Library Names: the Stories of the Bilingual Names for Christchurch City Libraries
By 1840 Waitikiri swamplands and nearby Bottle Lake were well recognised as food gathering areas for the local Māori people of Ngāi Tahu in this area. Research suggests several different interpretations of Waitikiri and they are 'muddy water', 'water springs back', and 'a lagoon'. The gathering of eels and other fish had been well established by Māori when Europeans started to arrive in the country. This area was also home to a large selection of native plants that provided a constant supply of different medicines, and also various materials for building, making traps, baskets, weaving, footwear, and even weapons.

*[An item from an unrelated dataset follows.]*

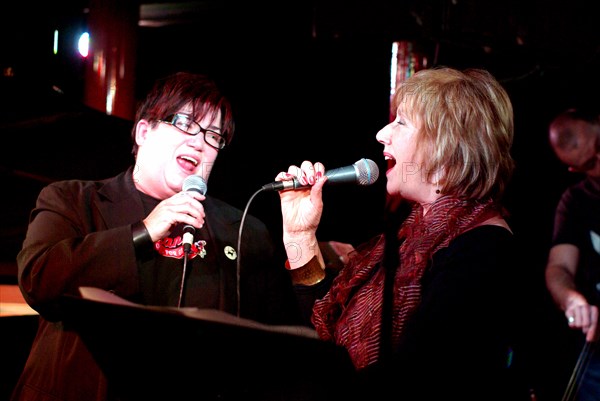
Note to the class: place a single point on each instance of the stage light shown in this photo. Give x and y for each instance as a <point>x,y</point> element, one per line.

Later with the arrival of Europeans in increasing numbers during the nineteenth century there was an urgent need to purchase land. These land sales eventually extinguished any right Ngāi Tahu had in terms of kai-tiakitanga or guardianship and access to these valuable mahika kai.

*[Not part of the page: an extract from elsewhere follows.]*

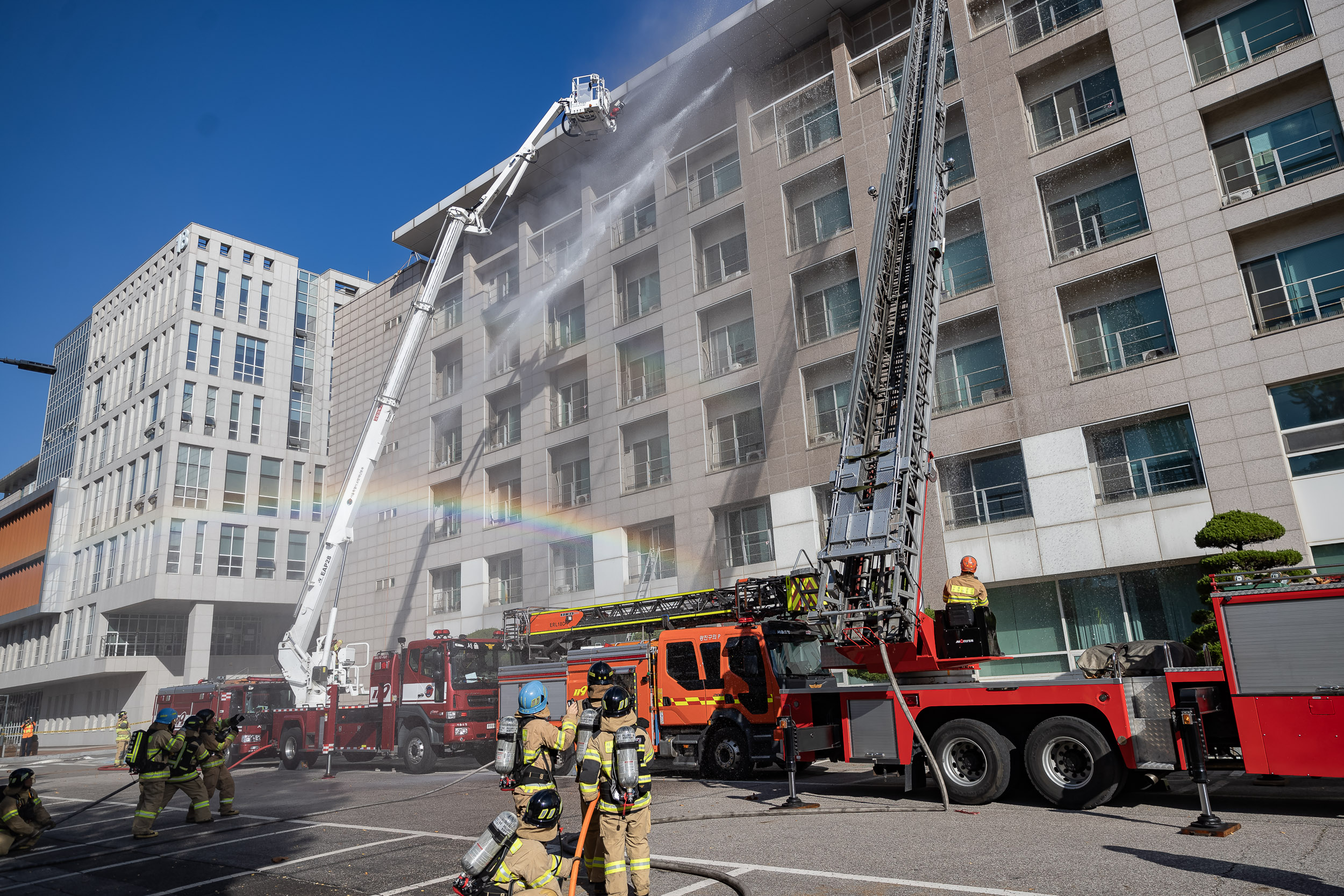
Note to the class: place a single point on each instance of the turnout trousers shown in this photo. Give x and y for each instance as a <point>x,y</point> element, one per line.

One of the runs surveyed encompassed Bottle Lake and the Waitikiri swamplands. It extended from the Waimakariri River to the Southshore Spit and was named the Sandhills Run.
John McLean was the first European to own the land where the lake was situated, having bought it from the New Zealand Company in 1860. Edward Reece was the next owner and he purchased the land from McLean only two years later. Reece was a Shropshire farmer's son, and arrived in New Zealand in 1854. He became an astute businessman with a successful ironmongers business, and an interest in local affairs. Reece became a councillor, sitting on the first council meeting that took place on 3 March 1862.
It was also Reece who first introduced pinus seedlings into the Bottle Lake area. He built his house over-looking the bottle-shaped lake, and brought in labour to trim the lakes banks and to landscape around the homestead. Cattle were bought with a view to fattening, but this was hampered due to heavy losses with stock being stuck in the bogs. Mr Reece died in 1885 and left his property to his sons William and Charles.